Impressões do vampiro

“O mundo é um inferno, povoado por espíritos atormentados e demônios”
Arthur Schopenhauer

Um pico na veia, um tapa no rosto, um soco no estômago. Um grande deserto, estéril e fumegante, vasto e terrível, povoado por seres atormentados, alguns, outros sórdidos e cruéis, seres sem escrúpulos, escravizados por suas próprias obsessões. Uma terra arrasada, terra de ninguém, onde os fracos servem como presa e a inocência é devorada. Um lugar onde a mentira toma ares de verdade e a injustiça recebe o nome de justiça. Siga o conselho de Dante. Deixe para trás toda a esperança e seja bem-vindo... ao inferno? Não! Mil vezes não! Bem-vindo ao mundo de Dalton Trevisan.


Nelsinho é um escravo de seus instintos. Ele é um vampiro. Não chupa sangue, mas devora almas. Sua conduta é perfeitamente aceitável, afinal, os outros tentam fazer o mesmo com ele. A mentira é parte importante de sua vida e serva de suas obsessões. Por seu caráter é recompensado, embora não esteja livre da dor. O sofrimento vem não só da escravidão, da ânsia pela próxima vítima, mas também do fato de ele próprio ser vítima de suas presas. “Sou inocente, meu pai”, reclama Nelsinho na última linha do último conto. De fato, ele é. Age apenas de acordo com sua natureza e de acordo com o que o mundo exige dele. É trágico e cômico (uma comédia sinistra). Mas nada o redime, pois não há lugar para misericórdia ou esperança. Resta ao vampiro cumprir o seu papel até o fim.

Um personagem sem nome ouve vozes que o impelem a matar seu vizinho e a família dele, acaba sucumbindo a essas vontades e mata a todos (vizinho, mulher e duas crianças), sem qualquer piedade ou remorso. Um outro, também sem remorso algum, expulsa de casa o seu gato já velho, que ama o dono, mas perdeu o amor da família. Um terceiro anônimo escreve uma carta desesperada para a namorada, que não o quer mais, onde se misturam a ternura e um ódio cada vez mais intenso nascido do amor-próprio ferido, da rejeição. Enquanto isso, um pastor evangélico explora a fé sincera dos ignorantes, incentivando-os a pagar seus dízimos, prometendo, em troca, todos os milagres. Um certo João definha em sua cadeira (o braço imobilizado em virtude de um derrame), enquanto é assaltado pela forte repulsa que sente por sua mulher. Outro João torna-se viúvo, dá os sete filhos, casa-se de novo, espanca a nova mulher como fazia com a antiga, embebeda-se e faz mais filhos. Onde está Deus em tudo isso? Dalton nos responde: ele é quem chancela as crueldades e as desgraças, quem permite, insensível, todo o sofrimento. “Deus, ó grande deflorador das criancinhas”, conclui o autor.

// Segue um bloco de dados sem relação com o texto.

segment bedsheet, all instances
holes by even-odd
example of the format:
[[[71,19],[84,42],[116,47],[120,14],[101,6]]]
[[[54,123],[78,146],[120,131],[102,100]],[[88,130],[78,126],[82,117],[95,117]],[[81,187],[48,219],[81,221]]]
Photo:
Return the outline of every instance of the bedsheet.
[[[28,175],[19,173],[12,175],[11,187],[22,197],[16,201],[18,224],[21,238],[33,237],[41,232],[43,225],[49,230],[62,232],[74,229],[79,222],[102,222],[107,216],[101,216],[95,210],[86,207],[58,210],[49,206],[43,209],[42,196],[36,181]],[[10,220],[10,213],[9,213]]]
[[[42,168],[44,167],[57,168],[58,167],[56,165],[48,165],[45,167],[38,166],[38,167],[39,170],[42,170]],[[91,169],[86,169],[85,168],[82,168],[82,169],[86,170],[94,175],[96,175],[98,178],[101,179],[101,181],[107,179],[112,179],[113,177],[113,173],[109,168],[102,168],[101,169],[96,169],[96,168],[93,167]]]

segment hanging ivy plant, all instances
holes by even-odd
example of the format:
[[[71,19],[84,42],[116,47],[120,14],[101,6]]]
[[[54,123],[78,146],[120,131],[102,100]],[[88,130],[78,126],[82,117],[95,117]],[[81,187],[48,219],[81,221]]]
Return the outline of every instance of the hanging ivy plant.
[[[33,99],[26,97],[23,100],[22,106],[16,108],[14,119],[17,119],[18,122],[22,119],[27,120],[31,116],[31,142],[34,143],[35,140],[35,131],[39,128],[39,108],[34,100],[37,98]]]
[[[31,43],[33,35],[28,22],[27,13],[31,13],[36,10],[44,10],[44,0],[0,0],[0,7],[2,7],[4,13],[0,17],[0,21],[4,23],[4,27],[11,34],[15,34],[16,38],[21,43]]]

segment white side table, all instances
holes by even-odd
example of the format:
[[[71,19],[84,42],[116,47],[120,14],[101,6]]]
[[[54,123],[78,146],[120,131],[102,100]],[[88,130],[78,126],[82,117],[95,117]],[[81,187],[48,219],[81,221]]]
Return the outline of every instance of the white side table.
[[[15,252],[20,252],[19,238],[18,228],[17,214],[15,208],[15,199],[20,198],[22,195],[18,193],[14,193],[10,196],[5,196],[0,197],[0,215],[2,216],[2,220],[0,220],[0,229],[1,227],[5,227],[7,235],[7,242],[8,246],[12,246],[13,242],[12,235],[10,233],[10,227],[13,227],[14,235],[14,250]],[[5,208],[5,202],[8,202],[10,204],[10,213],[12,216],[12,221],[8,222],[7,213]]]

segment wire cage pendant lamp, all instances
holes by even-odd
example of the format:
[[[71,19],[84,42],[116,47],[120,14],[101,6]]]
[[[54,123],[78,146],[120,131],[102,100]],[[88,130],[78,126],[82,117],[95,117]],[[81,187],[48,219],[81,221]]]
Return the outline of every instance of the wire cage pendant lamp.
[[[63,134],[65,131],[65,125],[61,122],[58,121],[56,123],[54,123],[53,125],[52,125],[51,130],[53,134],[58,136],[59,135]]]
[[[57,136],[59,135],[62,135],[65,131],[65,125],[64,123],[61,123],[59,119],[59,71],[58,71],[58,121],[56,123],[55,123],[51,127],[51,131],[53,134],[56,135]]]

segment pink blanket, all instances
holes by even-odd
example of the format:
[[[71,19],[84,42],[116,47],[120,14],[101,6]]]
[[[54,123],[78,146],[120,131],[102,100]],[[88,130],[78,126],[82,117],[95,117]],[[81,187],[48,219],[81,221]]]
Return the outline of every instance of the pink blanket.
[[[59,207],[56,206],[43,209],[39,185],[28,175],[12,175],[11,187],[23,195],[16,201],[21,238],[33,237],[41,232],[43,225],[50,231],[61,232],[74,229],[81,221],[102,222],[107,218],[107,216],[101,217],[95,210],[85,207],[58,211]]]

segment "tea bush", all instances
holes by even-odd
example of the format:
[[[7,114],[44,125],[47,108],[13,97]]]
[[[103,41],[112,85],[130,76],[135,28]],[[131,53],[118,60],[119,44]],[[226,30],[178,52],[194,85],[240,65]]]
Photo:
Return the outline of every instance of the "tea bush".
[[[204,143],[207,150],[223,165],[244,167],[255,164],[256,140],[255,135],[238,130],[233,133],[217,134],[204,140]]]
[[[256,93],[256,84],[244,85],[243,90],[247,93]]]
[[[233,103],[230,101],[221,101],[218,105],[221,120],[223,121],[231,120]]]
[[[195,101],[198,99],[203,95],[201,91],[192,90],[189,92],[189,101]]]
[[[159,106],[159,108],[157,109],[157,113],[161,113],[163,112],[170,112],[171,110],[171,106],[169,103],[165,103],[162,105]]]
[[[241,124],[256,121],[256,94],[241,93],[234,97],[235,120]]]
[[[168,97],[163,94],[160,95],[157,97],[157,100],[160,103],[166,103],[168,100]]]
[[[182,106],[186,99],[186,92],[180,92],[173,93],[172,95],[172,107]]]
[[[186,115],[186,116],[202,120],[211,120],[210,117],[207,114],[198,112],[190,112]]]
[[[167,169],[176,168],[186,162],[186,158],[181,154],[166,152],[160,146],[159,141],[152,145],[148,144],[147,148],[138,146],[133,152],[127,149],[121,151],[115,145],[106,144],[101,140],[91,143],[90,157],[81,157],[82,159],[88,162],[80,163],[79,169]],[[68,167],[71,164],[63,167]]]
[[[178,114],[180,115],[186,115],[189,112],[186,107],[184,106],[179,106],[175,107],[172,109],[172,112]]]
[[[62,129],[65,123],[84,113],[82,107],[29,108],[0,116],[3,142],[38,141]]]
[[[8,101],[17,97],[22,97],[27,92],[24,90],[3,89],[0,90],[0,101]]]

O desconforto criado por esse mundo é por demais evidente. A pergunta que se impõe é igualmente desconfortável: é esse mesmo o nosso mundo? Alguns diriam que não, que no máximo trata-se de uma parcela pequena e depravada da realidade. A esses otimistas talvez Dalton respondesse que se iludem, pois vêem o mundo através do véu da hipocrisia. É contra esse conveniente véu, mais do que contra o mal que ele oculta, que o autor se insurge. Como Nelson Rodrigues, ele despe a realidade desse traje asqueroso de mentiras e mostra a vida como ela é. Como Nelson, Dalton parece ser um moralista. No espírito do texto (embora nunca se encontre nada expressamente dito nesse sentido), é perceptível uma condenação à hipocrisia, um desejo não manifesto de que os personagens sejam verdadeiros para com o mundo e para consigo mesmos. Nesse desejo — oblíquo, rarefeito, mas onipresente — talvez se encontre uma faísca de esperança, sempre pronta a inflamar-se. É o oásis que nasce no deserto.